And this is primarily why you cannot see the forest for the trees when it comes to free will. While you may sincerely think that of yourself (and I don't want to make any of this personal), this is simply not true in general. We are not robots.
Becasue we can understand why people make immoral choices, and even given the same circumstances, doesn't mean we would necessarily make those same choices.
Committing the moral evil (sin) of theft as noted above is a prime example.
The Biblical God asks us to know what He supposedly knows in order to make the right choice--but the Bible tells us we can never know everything that God knows, so we are put in a catch 22 situation, where we have to make the right choice without the faculties to do so. If a person happens to be born in a pagan country or a country where the Biblical faiths are not predominant, how can they make the correct Biblical choice? They've never experienced the knowledge necessary to make the right choice, they don't have the proper environment to make the right choice; they don't have the correct history to have access to the right choice. Contra-causal free will DEMANDS that we know what the right choice is, like it's beamed down into our brains giving us access to information outside of the natural world, and that's just not factual.
Re: the highlighted...no, no, no, no.....here's why.
As to the first part: The Biblical God asks us to know what He supposedly knows
Just to be clear, Almighty God is All-Knowing and there is no way He would ever ask us to know what He knows. God has Infinite Knowledge and Intelligence and we, His creatures, have finite knowledge and intelligence. The perfect fullness of knowledge is possible only in the heavenly vision of God.
Now why does Almighty God want us to know His truth? Because God wills all men to be saved...for our ultimate everlasting Happiness in Heaven.
Having said that, in order that we might make the right choices, Almighty God did give us a way to know, (love and serve) Him and what He wants for us..
First God gave us His Old Testament prophets and written Revelation which all point to Christ Who is the Way, Truth and Life.
The fullest revelation of those things of God which man is intended to know has been made as far as this life goes.
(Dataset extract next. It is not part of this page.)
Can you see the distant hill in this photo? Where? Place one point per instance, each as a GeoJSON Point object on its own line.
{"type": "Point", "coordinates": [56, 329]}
It has been given by Jesus the Christ. And while no one has understood the full depths of the truth revealed by Christ, we progress nonetheless, in the knowledge of His teachings. The fullness of Christ's truth is contained in the Catholic Church which has been teaching His truth for over 2000 years and will continue to do so until the end of the world.
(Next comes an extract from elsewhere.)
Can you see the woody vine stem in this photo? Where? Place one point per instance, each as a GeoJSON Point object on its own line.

So there is no catch 22 as you say. In 33AD, the Church was commissioned by Christ to teach His truths to all nations of the world and she is presently doing that.Christ promised that the end of the world would come only after Christ's truths had been preached to the whole world. St.Matt. 24:14.
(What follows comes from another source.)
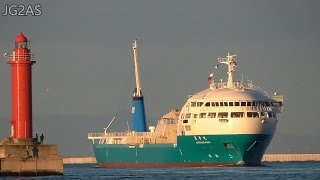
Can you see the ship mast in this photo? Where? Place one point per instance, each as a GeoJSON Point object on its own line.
{"type": "Point", "coordinates": [137, 92]}
{"type": "Point", "coordinates": [230, 61]}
So again, God created us in His Image and likeness in that our immortal soul represents a spark of God. He gifted us with free will. He has given us commands of which we can freely choose either to side with Him or against Him. We are to be His sons, but only if we want to be. It is only after our death that we can receive our inheritance depending on how we took the test of life which is our probation time.
Through their free will people accept or reject God and Jesus Christ and His teachings. We are the masters of our own destiny. God wants all of us, but many of us don't want Him and He respects our free will choice.
God has set everlasting life and death before us. And in Deuteronomy He tells us to choose life.